En ese sentido y a raíz de lo ocurrido en el Senado, monseñor Giaquinta planteó algunos interrogantes. El primero se refiere a la “fragmentación cultural” y concretamente se preguntó si “tenemos conciencia los católicos argentinos de la transformación cultural del mundo en que vivimos”, en el que “ya no existe un lenguaje básico común” sino que “la humanidad pareciera marchar cada vez más hacia la fragmentación”.

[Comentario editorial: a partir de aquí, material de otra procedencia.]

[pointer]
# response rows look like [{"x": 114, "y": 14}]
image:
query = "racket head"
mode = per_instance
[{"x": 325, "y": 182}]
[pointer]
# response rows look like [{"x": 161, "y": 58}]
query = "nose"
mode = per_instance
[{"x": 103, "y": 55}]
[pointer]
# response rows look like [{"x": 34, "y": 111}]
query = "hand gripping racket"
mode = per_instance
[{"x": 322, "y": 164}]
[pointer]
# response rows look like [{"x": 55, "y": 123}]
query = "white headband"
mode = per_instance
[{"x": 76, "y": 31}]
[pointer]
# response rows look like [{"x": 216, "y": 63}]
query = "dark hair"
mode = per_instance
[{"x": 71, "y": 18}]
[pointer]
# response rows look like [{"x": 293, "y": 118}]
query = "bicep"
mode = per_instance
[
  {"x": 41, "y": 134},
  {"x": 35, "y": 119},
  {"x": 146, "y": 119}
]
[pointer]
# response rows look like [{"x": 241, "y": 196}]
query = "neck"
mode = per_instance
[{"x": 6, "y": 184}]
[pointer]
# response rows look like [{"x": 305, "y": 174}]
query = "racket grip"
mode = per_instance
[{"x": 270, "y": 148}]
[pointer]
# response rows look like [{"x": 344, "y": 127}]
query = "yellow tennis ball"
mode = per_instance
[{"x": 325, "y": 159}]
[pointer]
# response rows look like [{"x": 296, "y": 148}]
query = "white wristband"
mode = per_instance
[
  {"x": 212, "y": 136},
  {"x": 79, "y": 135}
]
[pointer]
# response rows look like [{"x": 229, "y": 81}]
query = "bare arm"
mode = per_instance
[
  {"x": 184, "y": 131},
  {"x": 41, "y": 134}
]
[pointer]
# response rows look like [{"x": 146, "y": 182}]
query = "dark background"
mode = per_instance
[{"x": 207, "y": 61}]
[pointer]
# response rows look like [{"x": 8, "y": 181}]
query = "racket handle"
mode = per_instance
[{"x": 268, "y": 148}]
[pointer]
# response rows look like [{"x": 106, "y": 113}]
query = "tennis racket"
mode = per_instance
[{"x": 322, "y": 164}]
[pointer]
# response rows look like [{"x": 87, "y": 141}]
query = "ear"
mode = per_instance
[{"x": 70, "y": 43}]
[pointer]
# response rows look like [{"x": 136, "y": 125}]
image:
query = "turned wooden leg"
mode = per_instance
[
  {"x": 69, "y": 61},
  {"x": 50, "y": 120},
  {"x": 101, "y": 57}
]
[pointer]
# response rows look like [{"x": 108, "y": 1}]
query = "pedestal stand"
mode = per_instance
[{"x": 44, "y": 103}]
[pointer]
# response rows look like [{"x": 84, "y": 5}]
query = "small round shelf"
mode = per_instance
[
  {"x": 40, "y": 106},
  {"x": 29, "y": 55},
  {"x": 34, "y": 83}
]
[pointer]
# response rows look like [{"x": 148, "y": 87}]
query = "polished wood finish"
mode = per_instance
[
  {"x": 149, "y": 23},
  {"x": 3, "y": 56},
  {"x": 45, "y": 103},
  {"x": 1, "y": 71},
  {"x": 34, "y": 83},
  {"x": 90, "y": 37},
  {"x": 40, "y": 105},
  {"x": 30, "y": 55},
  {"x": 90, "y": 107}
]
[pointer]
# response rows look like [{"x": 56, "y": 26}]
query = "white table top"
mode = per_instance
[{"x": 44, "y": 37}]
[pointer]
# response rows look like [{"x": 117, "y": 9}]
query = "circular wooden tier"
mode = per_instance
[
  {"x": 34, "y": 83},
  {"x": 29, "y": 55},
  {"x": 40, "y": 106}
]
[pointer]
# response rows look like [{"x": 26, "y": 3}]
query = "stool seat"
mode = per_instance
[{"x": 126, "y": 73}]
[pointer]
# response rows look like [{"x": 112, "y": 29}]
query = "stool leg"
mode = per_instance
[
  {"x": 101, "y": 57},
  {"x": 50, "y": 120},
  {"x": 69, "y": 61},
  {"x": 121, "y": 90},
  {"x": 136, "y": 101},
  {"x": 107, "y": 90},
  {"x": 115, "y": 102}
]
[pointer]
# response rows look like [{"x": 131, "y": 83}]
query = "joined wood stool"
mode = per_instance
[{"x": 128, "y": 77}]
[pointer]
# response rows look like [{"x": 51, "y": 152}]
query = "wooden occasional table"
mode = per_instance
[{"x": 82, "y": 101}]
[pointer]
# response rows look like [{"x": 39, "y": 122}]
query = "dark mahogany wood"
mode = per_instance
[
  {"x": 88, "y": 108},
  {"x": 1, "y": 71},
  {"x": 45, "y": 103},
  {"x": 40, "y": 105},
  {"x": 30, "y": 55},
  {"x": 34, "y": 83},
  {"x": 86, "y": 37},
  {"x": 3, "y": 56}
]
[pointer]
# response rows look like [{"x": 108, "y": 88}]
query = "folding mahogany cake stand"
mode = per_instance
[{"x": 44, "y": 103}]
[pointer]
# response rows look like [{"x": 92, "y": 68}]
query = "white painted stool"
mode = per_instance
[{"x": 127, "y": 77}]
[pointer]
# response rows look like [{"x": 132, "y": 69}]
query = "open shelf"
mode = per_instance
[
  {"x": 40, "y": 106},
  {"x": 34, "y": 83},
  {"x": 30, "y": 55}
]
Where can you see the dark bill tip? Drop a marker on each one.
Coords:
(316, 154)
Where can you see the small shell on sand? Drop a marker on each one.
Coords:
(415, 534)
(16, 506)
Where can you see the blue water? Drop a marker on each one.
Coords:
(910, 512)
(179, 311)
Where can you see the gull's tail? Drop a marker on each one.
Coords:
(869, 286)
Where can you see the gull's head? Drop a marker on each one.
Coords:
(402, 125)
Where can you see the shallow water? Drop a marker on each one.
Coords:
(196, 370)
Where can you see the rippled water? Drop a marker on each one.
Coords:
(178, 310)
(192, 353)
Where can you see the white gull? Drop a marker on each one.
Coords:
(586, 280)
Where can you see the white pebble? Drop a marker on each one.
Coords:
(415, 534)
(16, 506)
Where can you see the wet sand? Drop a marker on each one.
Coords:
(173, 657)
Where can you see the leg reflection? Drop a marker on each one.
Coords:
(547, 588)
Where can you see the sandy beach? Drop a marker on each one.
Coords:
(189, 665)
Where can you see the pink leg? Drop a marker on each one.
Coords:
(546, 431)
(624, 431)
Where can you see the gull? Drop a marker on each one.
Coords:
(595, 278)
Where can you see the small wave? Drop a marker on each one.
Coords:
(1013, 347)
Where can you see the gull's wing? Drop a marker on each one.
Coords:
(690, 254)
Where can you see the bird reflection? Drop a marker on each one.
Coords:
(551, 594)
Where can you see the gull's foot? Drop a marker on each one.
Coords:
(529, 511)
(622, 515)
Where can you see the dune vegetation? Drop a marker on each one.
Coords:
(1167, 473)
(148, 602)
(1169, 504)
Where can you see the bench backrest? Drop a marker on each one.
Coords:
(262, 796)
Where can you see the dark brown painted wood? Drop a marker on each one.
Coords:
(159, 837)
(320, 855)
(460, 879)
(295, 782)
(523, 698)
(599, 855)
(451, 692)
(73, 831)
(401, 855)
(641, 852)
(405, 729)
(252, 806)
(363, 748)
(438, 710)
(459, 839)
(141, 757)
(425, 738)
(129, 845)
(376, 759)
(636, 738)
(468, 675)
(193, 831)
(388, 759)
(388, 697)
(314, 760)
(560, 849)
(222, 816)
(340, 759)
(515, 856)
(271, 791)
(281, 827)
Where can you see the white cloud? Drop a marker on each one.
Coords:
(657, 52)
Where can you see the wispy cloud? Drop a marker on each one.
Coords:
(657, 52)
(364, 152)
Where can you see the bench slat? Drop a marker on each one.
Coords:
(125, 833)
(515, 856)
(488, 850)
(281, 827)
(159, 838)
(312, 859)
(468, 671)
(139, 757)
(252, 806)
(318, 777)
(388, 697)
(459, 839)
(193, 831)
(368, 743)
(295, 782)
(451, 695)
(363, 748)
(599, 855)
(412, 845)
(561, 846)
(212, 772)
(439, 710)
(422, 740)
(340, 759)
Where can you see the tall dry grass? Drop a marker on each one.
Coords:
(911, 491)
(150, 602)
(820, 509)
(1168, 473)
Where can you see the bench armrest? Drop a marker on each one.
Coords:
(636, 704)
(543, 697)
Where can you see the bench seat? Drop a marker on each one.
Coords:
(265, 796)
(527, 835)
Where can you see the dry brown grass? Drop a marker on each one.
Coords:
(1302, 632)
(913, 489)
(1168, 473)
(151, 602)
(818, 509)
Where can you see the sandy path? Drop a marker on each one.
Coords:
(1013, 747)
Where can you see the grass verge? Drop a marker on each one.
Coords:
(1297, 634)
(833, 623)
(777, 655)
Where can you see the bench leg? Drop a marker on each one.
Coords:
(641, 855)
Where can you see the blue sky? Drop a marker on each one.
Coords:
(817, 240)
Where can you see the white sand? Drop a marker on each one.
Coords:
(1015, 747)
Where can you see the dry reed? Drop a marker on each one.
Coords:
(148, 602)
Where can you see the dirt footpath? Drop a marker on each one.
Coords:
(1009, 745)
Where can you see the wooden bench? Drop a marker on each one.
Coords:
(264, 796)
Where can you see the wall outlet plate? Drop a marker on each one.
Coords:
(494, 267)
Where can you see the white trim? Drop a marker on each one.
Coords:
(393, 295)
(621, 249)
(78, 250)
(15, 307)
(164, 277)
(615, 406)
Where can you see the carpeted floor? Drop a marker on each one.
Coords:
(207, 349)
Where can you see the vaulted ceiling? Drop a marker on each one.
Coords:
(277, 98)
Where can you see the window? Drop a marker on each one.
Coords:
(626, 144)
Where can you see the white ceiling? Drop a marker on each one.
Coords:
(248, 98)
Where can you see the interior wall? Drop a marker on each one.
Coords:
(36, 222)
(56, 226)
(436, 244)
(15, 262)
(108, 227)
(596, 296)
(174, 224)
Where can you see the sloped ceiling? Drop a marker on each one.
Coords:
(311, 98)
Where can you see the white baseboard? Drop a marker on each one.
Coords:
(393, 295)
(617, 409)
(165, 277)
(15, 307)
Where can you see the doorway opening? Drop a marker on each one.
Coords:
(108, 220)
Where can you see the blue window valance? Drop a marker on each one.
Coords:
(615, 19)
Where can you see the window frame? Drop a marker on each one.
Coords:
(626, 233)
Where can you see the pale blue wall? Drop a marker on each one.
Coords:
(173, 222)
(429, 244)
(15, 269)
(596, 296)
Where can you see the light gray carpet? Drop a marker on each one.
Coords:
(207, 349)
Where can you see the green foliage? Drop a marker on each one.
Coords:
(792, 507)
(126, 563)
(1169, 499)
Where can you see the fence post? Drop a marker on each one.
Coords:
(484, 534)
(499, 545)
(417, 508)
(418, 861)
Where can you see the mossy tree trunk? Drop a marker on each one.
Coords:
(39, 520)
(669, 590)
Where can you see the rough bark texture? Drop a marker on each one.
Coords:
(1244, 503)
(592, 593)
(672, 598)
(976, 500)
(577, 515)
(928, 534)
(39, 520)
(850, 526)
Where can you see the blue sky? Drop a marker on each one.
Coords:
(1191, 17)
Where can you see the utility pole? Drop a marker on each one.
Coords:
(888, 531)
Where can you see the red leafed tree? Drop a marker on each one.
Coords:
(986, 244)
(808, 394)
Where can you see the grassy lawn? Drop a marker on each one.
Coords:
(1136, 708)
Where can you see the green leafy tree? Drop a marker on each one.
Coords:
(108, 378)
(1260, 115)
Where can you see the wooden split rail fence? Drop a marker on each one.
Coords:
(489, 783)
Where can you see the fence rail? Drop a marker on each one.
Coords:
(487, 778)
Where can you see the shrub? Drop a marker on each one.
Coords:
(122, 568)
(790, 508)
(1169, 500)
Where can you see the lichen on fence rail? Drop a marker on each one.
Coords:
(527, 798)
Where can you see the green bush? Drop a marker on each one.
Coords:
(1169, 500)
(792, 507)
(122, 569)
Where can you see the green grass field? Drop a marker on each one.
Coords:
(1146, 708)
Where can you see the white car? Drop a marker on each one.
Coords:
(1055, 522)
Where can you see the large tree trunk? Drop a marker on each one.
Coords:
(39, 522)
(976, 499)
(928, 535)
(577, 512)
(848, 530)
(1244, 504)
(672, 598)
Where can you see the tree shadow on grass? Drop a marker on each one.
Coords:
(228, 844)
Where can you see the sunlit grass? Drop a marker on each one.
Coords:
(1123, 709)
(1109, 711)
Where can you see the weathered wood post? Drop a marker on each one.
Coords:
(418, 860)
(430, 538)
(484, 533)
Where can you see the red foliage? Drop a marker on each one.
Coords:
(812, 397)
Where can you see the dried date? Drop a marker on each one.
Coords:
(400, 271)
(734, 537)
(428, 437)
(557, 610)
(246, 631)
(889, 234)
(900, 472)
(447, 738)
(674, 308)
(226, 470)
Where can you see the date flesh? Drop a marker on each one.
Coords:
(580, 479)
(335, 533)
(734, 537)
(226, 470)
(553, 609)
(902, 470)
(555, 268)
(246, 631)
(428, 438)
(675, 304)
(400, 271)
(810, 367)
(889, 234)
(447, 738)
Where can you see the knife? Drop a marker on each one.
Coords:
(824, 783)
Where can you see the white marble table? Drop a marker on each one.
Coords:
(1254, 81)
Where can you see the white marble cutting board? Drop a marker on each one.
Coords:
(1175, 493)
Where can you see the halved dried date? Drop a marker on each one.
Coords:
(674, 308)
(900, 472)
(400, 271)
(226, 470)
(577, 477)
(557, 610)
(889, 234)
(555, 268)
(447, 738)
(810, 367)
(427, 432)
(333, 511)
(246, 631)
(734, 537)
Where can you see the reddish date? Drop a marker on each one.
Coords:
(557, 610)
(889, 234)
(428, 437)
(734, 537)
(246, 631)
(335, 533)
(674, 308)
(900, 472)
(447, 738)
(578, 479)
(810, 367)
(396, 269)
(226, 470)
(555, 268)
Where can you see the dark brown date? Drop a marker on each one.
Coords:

En segundo término se refirió a los “endebles del catolicismo argentino”, debido a que durante el debate “fueron varios los senadores que se profesaron ‘católicos, apostólicos, romanos’, o aludieron a su formación religiosa, que se pronunciaron totalmente en contra del magisterio de la Iglesia, sin atisbo alguno de haberse interesado por conocerlo en serio”. Y presentó esta situación como “un desafío a revisar nuestra tarea evangelizadora, en especial la catequesis y la predicación que impartimos, incluyendo la formación que para ello imparten los Seminarios”. También es “una invitación a hacer una revisión de la piedad popular y de la consecuente pastoral popular”, de la cual llamó a reflexionar si “esta última considera siempre a la primera como un punto de partida, o se conforma con poco y la considera como un punto de llegada”.